Só pra começo de conversa, bolsonarismo não existe, pois bolsonaro (em minúsculo) é minúsculo e não tem ideias. São as ideias que têm bolsonaro. Ele simplesmente se tornou o receptáculo de uma série de preconceitos, discursos de ódios e conceitos retrógrados. Como um ralo sujo reuniu e consolidou um rio de esgoto respeitando simplesmente a lei da gravidade. Mas, por fins de simplificação, vou chamar esse esgoto represado de bolsonarismo. Dito isso vamos ao tema em si.
Semana passada comecei a reassistir Vale Tudo. Foi uma novela que acompanhei quando tinha 12 anos e que até hoje lembro de muitos momentos. Guardo um em especial na memória: quando Marco Aurélio derruba a porta do filho pois acha que ele é gay por estar ouvindo música clássica. “Que imbecil” me lembro de ter pensado na época e comecei a ficar com uma raiva eterna de gente rica preconceituosa e de mau gosto que só dá valor a dinheiro. Quem disse que novela não tem caráter educacional?
Mas óbvio, rever não é ver, e 32 anos criaram uma super sensação de estranheza com a obra. Fora a enorme quantidade de fumantes, a fixação nas cenas de Antônio Fagundes de cueca e o excesso de tempo perdido em cenas longas sem diálogo ou sentido pra vender trilha sonora, algumas coisas parecem realmente exageradas.

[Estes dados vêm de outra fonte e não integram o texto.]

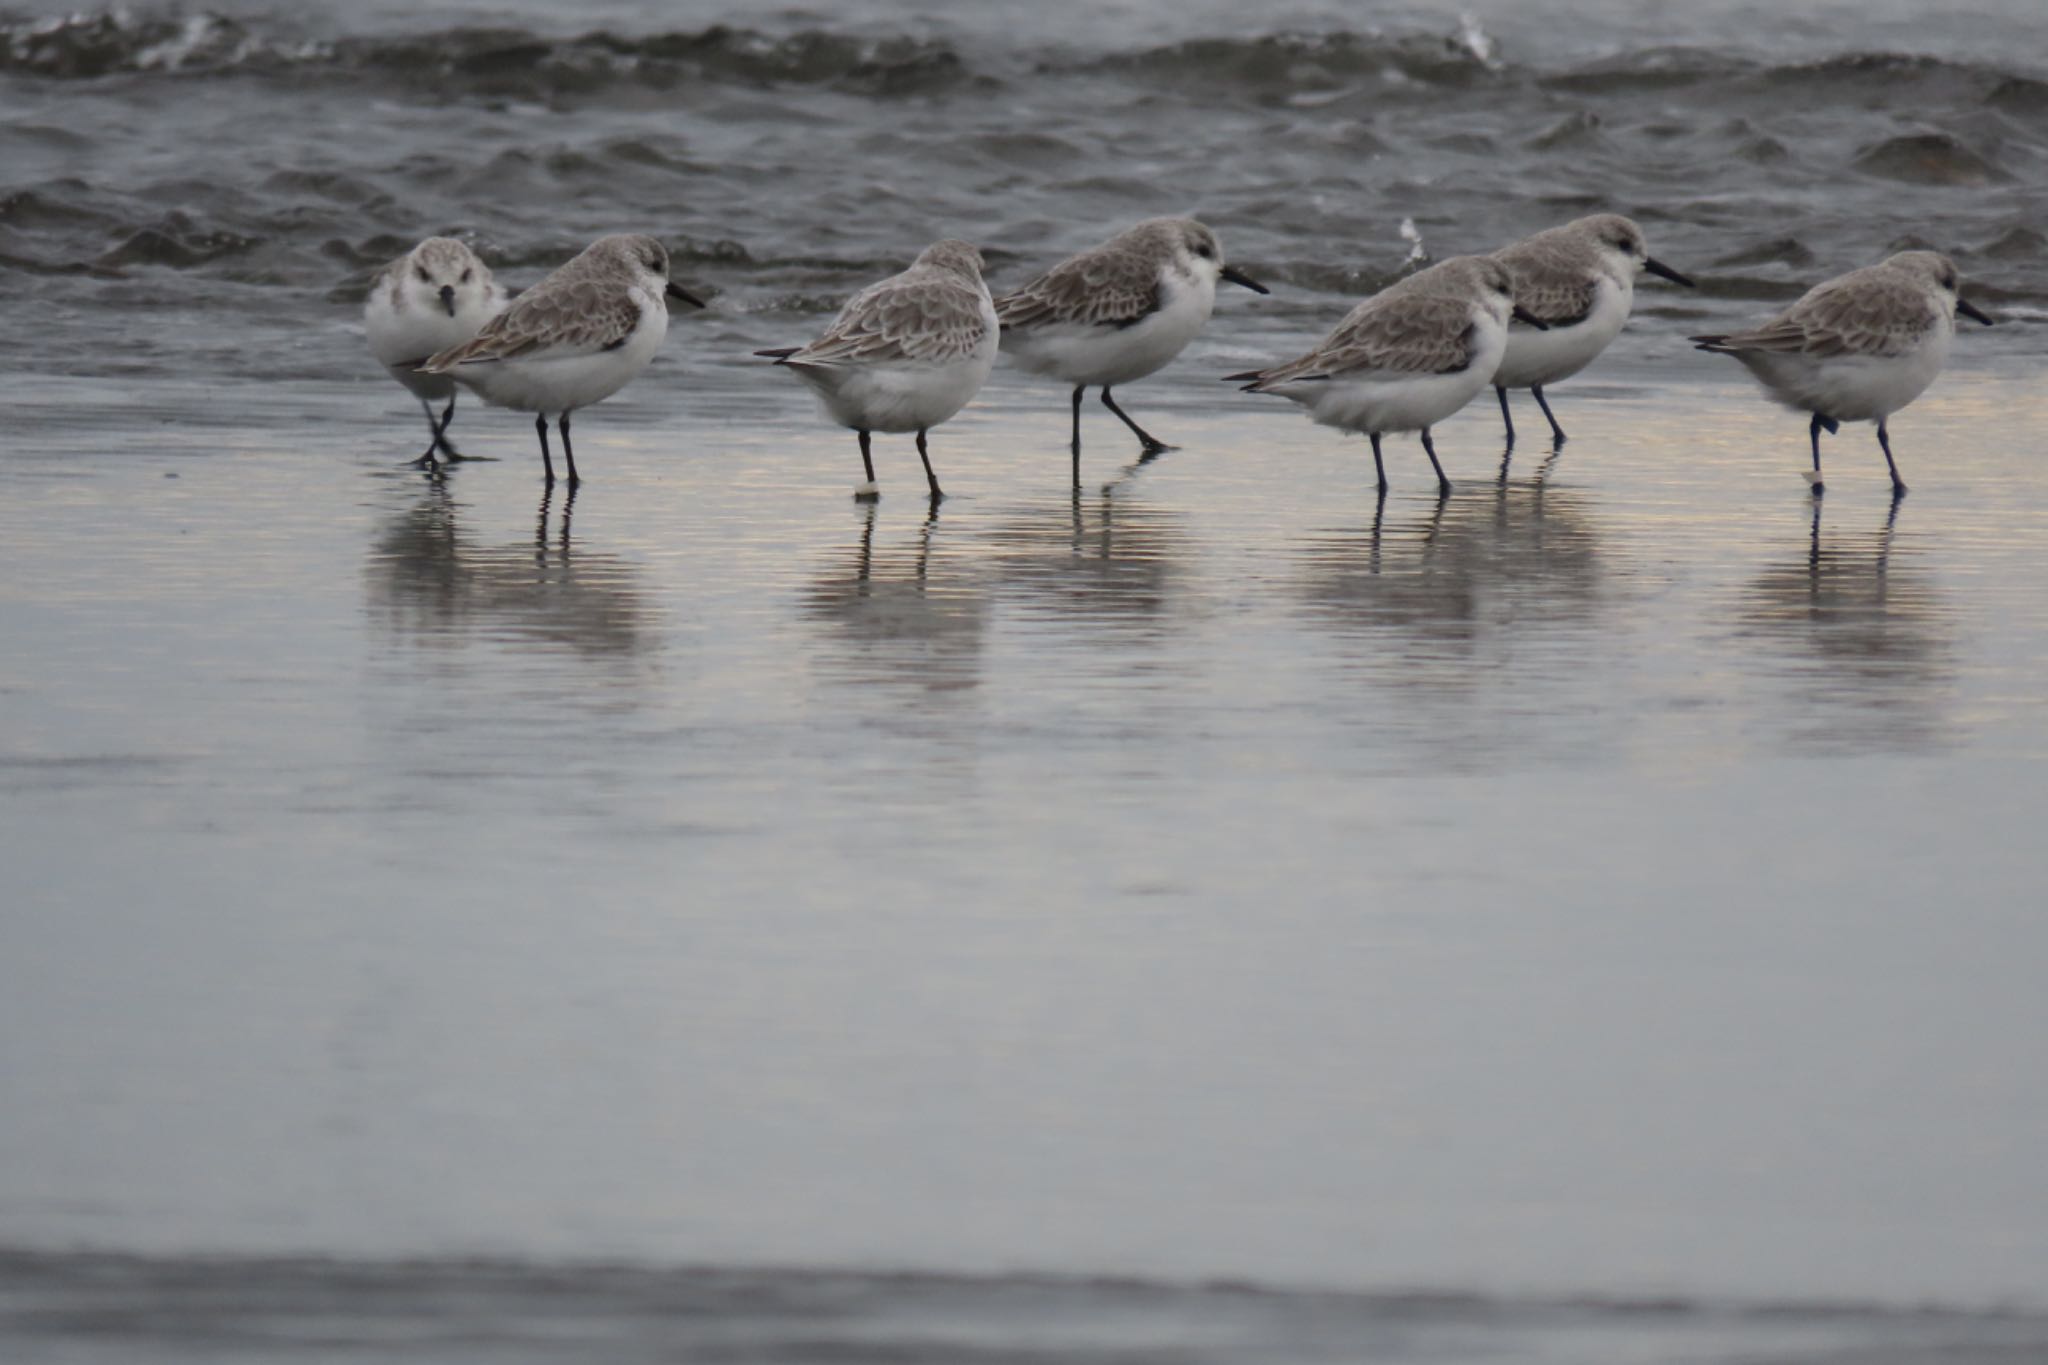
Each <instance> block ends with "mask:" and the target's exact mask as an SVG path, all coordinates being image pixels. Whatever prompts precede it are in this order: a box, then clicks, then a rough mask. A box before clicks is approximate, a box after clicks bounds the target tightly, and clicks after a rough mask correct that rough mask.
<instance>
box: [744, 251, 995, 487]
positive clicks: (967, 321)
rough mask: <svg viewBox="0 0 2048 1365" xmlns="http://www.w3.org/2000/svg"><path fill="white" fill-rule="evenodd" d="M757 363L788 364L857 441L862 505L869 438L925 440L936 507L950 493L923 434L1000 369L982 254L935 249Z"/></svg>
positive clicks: (969, 397)
mask: <svg viewBox="0 0 2048 1365" xmlns="http://www.w3.org/2000/svg"><path fill="white" fill-rule="evenodd" d="M754 354H756V356H768V358H772V360H774V362H776V364H786V366H788V368H791V372H795V375H797V379H801V381H803V383H807V385H809V387H811V389H813V391H815V393H817V397H819V401H821V403H823V405H825V415H829V417H831V420H834V422H838V424H840V426H846V428H852V430H854V432H856V434H858V436H860V465H862V469H866V475H868V479H866V483H862V485H860V487H858V489H854V495H856V497H879V489H877V485H874V454H872V450H870V442H868V438H870V434H872V432H918V458H920V460H924V479H926V483H928V485H930V487H932V501H938V499H940V497H944V491H940V487H938V475H934V473H932V454H930V450H928V448H926V444H924V438H926V432H930V430H932V428H934V426H938V424H940V422H946V420H948V417H952V415H954V413H956V411H961V409H963V407H967V403H969V399H973V397H975V393H979V391H981V385H983V383H985V381H987V377H989V370H991V368H995V303H993V301H991V299H989V287H987V284H983V282H981V252H977V250H975V248H973V246H969V244H965V241H954V239H952V237H948V239H944V241H934V244H932V246H928V248H924V254H922V256H918V260H913V262H911V266H909V270H905V272H901V274H891V276H889V278H887V280H881V282H877V284H868V287H866V289H862V291H860V293H858V295H854V297H852V299H848V301H846V307H844V309H840V315H838V317H834V319H831V325H829V327H825V334H823V336H819V338H817V340H815V342H811V344H807V346H788V348H782V350H758V352H754Z"/></svg>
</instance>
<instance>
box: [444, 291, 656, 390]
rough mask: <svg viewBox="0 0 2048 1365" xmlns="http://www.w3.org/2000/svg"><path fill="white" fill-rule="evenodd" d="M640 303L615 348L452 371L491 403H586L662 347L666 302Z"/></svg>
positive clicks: (458, 377) (488, 365) (554, 354)
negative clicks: (651, 306) (623, 333)
mask: <svg viewBox="0 0 2048 1365" xmlns="http://www.w3.org/2000/svg"><path fill="white" fill-rule="evenodd" d="M641 307H643V311H641V323H639V327H635V329H633V334H631V336H629V338H627V344H625V346H621V348H618V350H594V352H584V354H553V356H551V354H547V352H539V354H528V356H518V358H514V360H485V362H479V364H459V366H455V370H451V372H453V375H455V379H457V381H461V383H463V385H467V387H469V389H473V391H475V393H477V397H481V399H483V401H485V403H492V405H494V407H512V409H514V411H537V413H565V411H575V409H578V407H590V405H592V403H600V401H604V399H608V397H610V395H614V393H618V391H621V389H625V387H627V383H631V381H633V377H635V375H639V372H641V370H645V368H647V362H649V360H653V354H655V352H657V350H659V348H662V338H666V336H668V307H664V305H662V303H659V301H655V303H653V307H647V301H645V297H643V299H641Z"/></svg>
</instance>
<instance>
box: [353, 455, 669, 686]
mask: <svg viewBox="0 0 2048 1365" xmlns="http://www.w3.org/2000/svg"><path fill="white" fill-rule="evenodd" d="M461 508H463V505H461V503H459V501H455V495H453V493H451V491H449V485H446V481H438V479H436V481H430V483H428V487H426V495H424V497H422V499H420V501H418V503H414V505H412V508H408V510H406V512H401V514H399V516H395V518H393V520H391V522H389V524H387V526H385V530H383V534H381V536H379V538H377V542H375V544H373V546H371V563H369V573H367V581H369V600H371V612H373V614H375V616H377V618H379V620H381V624H383V626H385V628H387V630H391V632H393V634H397V636H403V639H408V641H414V643H420V645H465V643H469V641H473V639H506V641H516V643H524V645H559V647H567V649H573V651H578V653H582V655H635V653H639V651H641V649H643V647H645V645H647V643H649V639H651V630H649V628H647V626H649V616H651V612H649V608H647V602H645V598H643V593H641V589H639V583H637V579H639V569H637V565H633V563H631V561H627V559H621V557H616V555H604V553H592V551H582V548H575V546H573V542H571V538H569V518H571V514H573V508H575V489H573V487H571V489H569V491H567V497H563V499H561V516H559V526H557V522H555V516H553V512H555V489H549V491H547V493H543V497H541V512H539V518H537V524H535V534H532V536H530V538H524V540H514V542H508V544H494V546H479V544H475V542H473V540H471V538H469V534H467V532H465V530H463V528H461Z"/></svg>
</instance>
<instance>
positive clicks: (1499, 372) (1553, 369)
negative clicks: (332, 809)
mask: <svg viewBox="0 0 2048 1365" xmlns="http://www.w3.org/2000/svg"><path fill="white" fill-rule="evenodd" d="M1493 260H1497V262H1501V264H1503V266H1507V270H1509V272H1511V274H1513V276H1516V305H1520V307H1522V309H1524V311H1528V313H1530V317H1536V319H1540V321H1544V323H1546V327H1544V329H1536V327H1509V329H1507V354H1505V356H1501V368H1499V370H1495V375H1493V391H1495V393H1497V395H1499V397H1501V422H1505V424H1507V444H1509V446H1511V444H1516V420H1513V415H1511V413H1509V411H1507V391H1509V389H1528V391H1530V393H1534V395H1536V405H1538V407H1542V415H1544V420H1546V422H1548V424H1550V438H1552V440H1554V442H1556V444H1565V428H1561V426H1559V424H1556V415H1554V413H1552V411H1550V403H1548V401H1546V399H1544V395H1542V389H1544V385H1554V383H1556V381H1561V379H1571V377H1573V375H1577V372H1579V370H1583V368H1585V366H1587V364H1591V362H1593V358H1595V356H1599V352H1604V350H1606V348H1608V342H1612V340H1614V338H1616V336H1620V332H1622V323H1626V321H1628V311H1630V309H1632V307H1634V301H1636V274H1638V272H1642V270H1649V272H1651V274H1657V276H1663V278H1667V280H1671V282H1673V284H1686V287H1688V289H1692V280H1688V278H1686V276H1683V274H1679V272H1677V270H1673V268H1671V266H1667V264H1663V262H1661V260H1653V258H1651V252H1649V246H1645V241H1642V229H1640V227H1636V225H1634V223H1632V221H1630V219H1624V217H1622V215H1620V213H1597V215H1593V217H1587V219H1577V221H1571V223H1565V225H1563V227H1552V229H1550V231H1540V233H1536V235H1534V237H1524V239H1522V241H1516V244H1513V246H1507V248H1501V250H1499V252H1495V254H1493Z"/></svg>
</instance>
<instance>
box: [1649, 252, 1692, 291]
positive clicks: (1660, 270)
mask: <svg viewBox="0 0 2048 1365" xmlns="http://www.w3.org/2000/svg"><path fill="white" fill-rule="evenodd" d="M1642 268H1645V270H1649V272H1651V274H1655V276H1661V278H1667V280H1671V282H1673V284H1683V287H1686V289H1696V284H1694V282H1692V280H1688V278H1686V276H1683V274H1679V272H1677V270H1673V268H1671V266H1667V264H1663V262H1661V260H1657V258H1655V256H1645V258H1642Z"/></svg>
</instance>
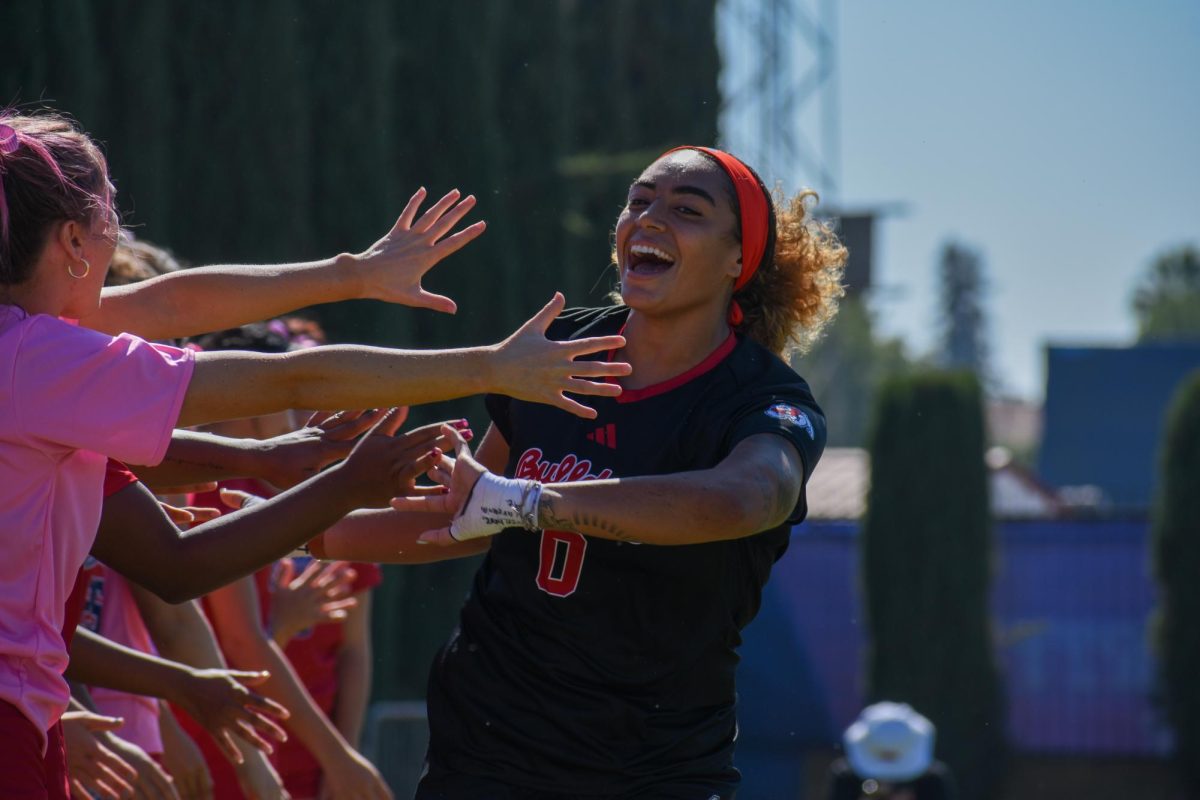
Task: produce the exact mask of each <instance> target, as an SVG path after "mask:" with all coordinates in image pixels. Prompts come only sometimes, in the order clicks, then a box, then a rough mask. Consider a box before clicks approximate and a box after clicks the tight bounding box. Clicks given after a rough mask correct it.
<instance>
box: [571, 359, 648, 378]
mask: <svg viewBox="0 0 1200 800" xmlns="http://www.w3.org/2000/svg"><path fill="white" fill-rule="evenodd" d="M632 372H634V368H632V367H631V366H630V365H628V363H625V362H624V361H576V362H574V363H572V365H571V374H574V375H577V377H580V378H608V377H614V375H616V377H620V375H628V374H631V373H632Z"/></svg>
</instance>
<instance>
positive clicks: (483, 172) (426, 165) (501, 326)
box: [0, 0, 720, 698]
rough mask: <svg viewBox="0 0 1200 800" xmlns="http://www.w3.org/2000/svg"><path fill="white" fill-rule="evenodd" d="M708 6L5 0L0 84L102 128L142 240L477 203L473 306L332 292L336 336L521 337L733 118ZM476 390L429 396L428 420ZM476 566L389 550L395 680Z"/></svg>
mask: <svg viewBox="0 0 1200 800" xmlns="http://www.w3.org/2000/svg"><path fill="white" fill-rule="evenodd" d="M714 5H715V2H714V0H704V1H700V2H696V1H692V0H664V1H661V2H654V4H647V2H635V1H634V0H610V1H607V2H581V1H578V0H520V1H518V0H464V1H462V2H455V4H430V2H426V4H421V2H407V4H397V2H395V1H394V0H359V2H355V4H353V6H347V5H346V4H337V2H334V1H332V0H311V1H310V2H305V4H298V2H293V1H292V0H259V1H258V2H241V1H239V0H208V1H205V2H191V4H186V2H179V1H175V2H152V4H148V2H138V1H136V0H107V1H106V2H92V1H90V0H5V2H0V30H2V31H4V32H5V36H4V42H5V44H4V70H2V71H0V100H2V102H13V101H16V102H18V103H25V104H37V103H41V102H46V103H48V104H50V106H53V107H55V108H58V109H60V110H64V112H67V113H71V114H72V115H74V116H76V118H77V119H78V120H79V121H80V122H82V125H83V126H84V127H85V128H86V130H88V131H89V132H91V133H92V134H94V136H95V137H96V138H97V139H100V140H101V142H103V143H104V144H106V149H107V154H108V157H109V167H110V170H112V174H113V178H114V180H115V182H116V185H118V187H119V190H120V194H119V205H120V207H121V211H122V213H124V216H125V221H126V222H127V223H128V224H132V225H133V228H134V231H136V233H137V235H139V236H142V237H144V239H148V240H150V241H154V242H156V243H161V245H164V246H167V247H170V248H172V249H173V251H175V252H176V253H178V254H179V257H180V258H182V259H185V260H187V261H192V263H214V261H239V263H247V261H250V263H253V261H268V263H269V261H281V260H304V259H312V258H320V257H326V255H332V254H336V253H340V252H347V251H359V249H364V248H366V247H368V246H370V245H371V243H372V242H373V241H376V240H377V239H378V237H379V236H380V235H383V233H384V231H385V230H386V229H388V227H389V225H391V224H392V223H394V222H395V219H396V217H397V216H398V213H400V210H401V209H402V207H403V204H404V203H406V201H407V199H408V197H409V196H410V194H412V193H413V191H415V190H416V187H418V186H426V187H428V190H430V192H431V194H433V196H434V197H440V194H442V193H443V192H445V191H448V190H450V188H451V187H460V188H461V190H462V191H463V192H464V193H474V194H476V196H478V197H479V206H478V210H476V211H475V212H474V213H473V215H472V218H476V219H478V218H484V219H487V222H488V230H487V233H486V234H485V235H484V236H482V237H481V239H480V240H478V241H476V242H474V243H472V245H470V247H469V248H467V249H466V251H463V252H462V253H460V254H457V255H455V257H454V258H451V259H450V260H449V261H448V263H445V264H443V265H439V266H438V267H437V269H436V270H434V271H433V272H432V273H431V275H430V277H428V278H427V281H426V285H428V288H430V289H431V290H433V291H438V293H442V294H449V295H450V296H452V297H454V299H455V300H456V301H457V302H458V308H460V312H458V314H457V315H455V317H452V318H451V317H444V315H439V314H436V313H433V312H426V311H408V309H404V308H396V307H395V306H384V305H382V303H372V302H352V303H342V305H338V306H326V307H322V308H319V309H317V311H318V313H319V317H320V319H322V321H323V323H324V324H325V326H326V329H329V332H330V335H331V338H332V339H334V341H353V342H364V343H378V344H391V345H397V347H438V345H454V344H464V343H481V342H488V341H498V339H500V338H503V336H505V335H506V333H508V332H509V331H511V330H512V329H515V327H516V325H517V324H518V323H520V321H522V320H524V319H526V318H528V317H529V315H530V314H532V313H533V312H534V311H535V309H536V308H540V307H541V305H542V303H544V302H545V301H546V300H548V299H550V296H551V294H552V293H553V290H554V289H562V290H564V291H565V294H566V297H568V302H569V303H570V305H577V306H582V305H595V303H600V302H605V300H604V297H605V295H606V294H607V291H608V290H610V289H611V288H612V285H613V283H614V273H613V271H612V270H611V269H610V243H608V237H610V231H611V229H612V225H613V222H614V221H616V216H617V212H618V210H619V209H620V205H622V203H623V200H624V197H625V192H626V188H628V186H629V184H630V182H631V181H632V180H634V178H636V176H637V173H638V172H640V170H641V169H642V167H644V166H646V164H647V163H649V161H650V160H653V158H654V157H655V156H658V155H659V154H660V152H661V151H662V150H665V149H667V148H668V146H671V145H676V144H683V143H694V144H710V143H713V142H714V139H715V138H716V116H718V107H719V103H718V96H719V92H718V71H719V66H720V65H719V61H718V54H716V43H715V36H714ZM463 415H467V416H469V417H470V419H472V420H473V421H474V423H475V429H476V432H479V433H481V432H482V429H484V428H485V427H486V416H485V415H484V413H482V405H481V403H479V401H472V402H464V403H457V404H446V405H442V407H434V408H432V409H431V408H422V409H414V413H413V416H412V421H413V422H414V423H420V422H426V421H431V420H433V419H437V417H442V419H446V417H454V416H463ZM476 565H478V560H475V559H470V560H467V561H461V563H449V564H442V565H431V566H425V567H407V569H395V570H390V571H389V578H388V583H386V584H385V585H384V587H382V588H380V589H379V591H378V596H377V602H376V620H377V625H376V631H374V633H376V637H374V642H376V645H377V655H378V656H379V657H380V660H382V662H383V666H382V668H379V669H376V675H377V690H378V694H379V696H382V697H384V698H401V697H418V696H422V694H424V691H425V678H424V676H425V673H426V670H427V668H428V663H430V656H431V655H432V652H433V650H434V649H436V648H437V646H438V645H439V644H440V643H442V642H444V640H445V637H446V634H448V632H449V630H450V627H451V626H452V624H454V620H455V618H456V614H457V609H458V607H460V604H461V602H462V596H463V594H464V591H466V590H467V587H468V585H469V581H470V576H472V575H473V573H474V571H475V567H476Z"/></svg>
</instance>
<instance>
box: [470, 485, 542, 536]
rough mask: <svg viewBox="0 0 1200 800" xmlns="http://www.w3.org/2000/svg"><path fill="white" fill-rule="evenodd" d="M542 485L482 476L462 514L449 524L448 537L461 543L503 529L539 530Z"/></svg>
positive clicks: (492, 535)
mask: <svg viewBox="0 0 1200 800" xmlns="http://www.w3.org/2000/svg"><path fill="white" fill-rule="evenodd" d="M540 500H541V483H539V482H538V481H526V480H520V479H511V477H500V476H499V475H493V474H491V473H484V474H482V475H481V476H480V479H479V481H476V482H475V487H474V488H473V489H472V491H470V497H468V498H467V503H466V504H463V507H462V511H461V512H460V515H458V516H457V517H455V518H454V522H451V523H450V535H451V536H454V537H455V539H456V540H458V541H460V542H464V541H467V540H468V539H480V537H482V536H493V535H496V534H498V533H500V531H502V530H504V529H505V528H524V529H526V530H538V504H539V501H540Z"/></svg>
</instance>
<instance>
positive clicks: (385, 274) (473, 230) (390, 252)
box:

Uma delas é o grupo de personagens.
Ao contrário das novelas atuais que seguem a linha do maniqueísmo soft onde os bons são sofridos e cometem o mal por vingança, e os maus não são tão ruins pois tem suas razões para terem ficado assim; em Vale Tudo todo mundo, com o perdão da palavra, é filho da puta. Todo mundo precisa e dá suas voltinhas, afinal o Brasil, como a novela preconiza, é assim. Não escapa ninguém. Seja em pequenos ou grandes atos todos estão a fim de se locupletar. Até mesmo a musa do bolsonarismo: Regina Duarte, a Raquel.
É, a Raquel. A otária que tomou uma super manta da filha e vem ao Rio de Janeiro pois está “preocupada com ela”; a reacionária que se aproveita da bondade alheia e gosta de dar lição de moral nos outros; a mulher que acha que todo mundo está errado e só ela está certa. A epítome do passivo agressivo, uma filhote da ditadura em plena nova república.
Imagino bolsonaro, ostracizado do exército depois de conspirar em busca de aumento de salário, assistindo essa novela, enquanto concorria para vereador em 1988, pensando: “A Raquel tem razão, esses filhos da puta desonestos, ricos e pobres, acabaram com o Brasil”. Ou como Raquel diz num dos primeiros capítulos da trama “Me recuso a acreditar que o Brasil não tenha jeito”. Mas o que ele e Raquel não sabem é que o Brasil não precisa ter jeito, pois ele não é um carro que precisa de conserto, mas sim uma ideia e uma comunidade que precisa de acordo e diálogo. O que Raquel nunca teve com seu marido, um artista que ela odeia, e nem com a sua filha, que, sim, deu a volta na mãe. mas teve a coragem e o desejo que sua mãe sempre evitou.
Assim, ignorante da sua própria mediocridade, como Raquel vendendo sanduíches na praia, bolsonaro se tornou vereador, acreditando ser possuidor de uma moral superior ao resto do mundo, montando a sua banquinha de “venda” de salários na câmara municipal com Fabrício Queiroz, o seu “Poliana”, com o único propósito de se vingar do mundo. Sim, pois em Vale Tudo todo mundo é filho da puta, especialmente a Raquel.
E agora, 32 anos depois, somos governados por uma sensação de ranço feita em carne, por uma Raquel hiper-realista: uma hipócrita, corrupta, vingativa e ignorante, metida a moralista. O que fazer?
Talvez a resposta esteja num exemplo no próprio Vale Tudo. Minto quando digo que todo mundo é filho da puta em Vale Tudo. Há pelo menos um ser humano decente lá: Eugênio, o mordomo. Empático, culto, dedicado e humano. Um homem de gostos simples mas refinados, sempre pronto a proteger Heleninha. Um exemplo pra todos nós. Mas vive numa caverna. Como todos nós. E talvez isso o faça um filho da puta também. Afinal, “Para que o mal triunfe basta que os bons fiquem de braços cruzados”.
E é essa omissão da qual Eugênio e nós somos culpados que tornou o Brasil esse Vale Tudo da vida real. É, Cazuza, qual é o nosso negócio? Por que a gente é assim?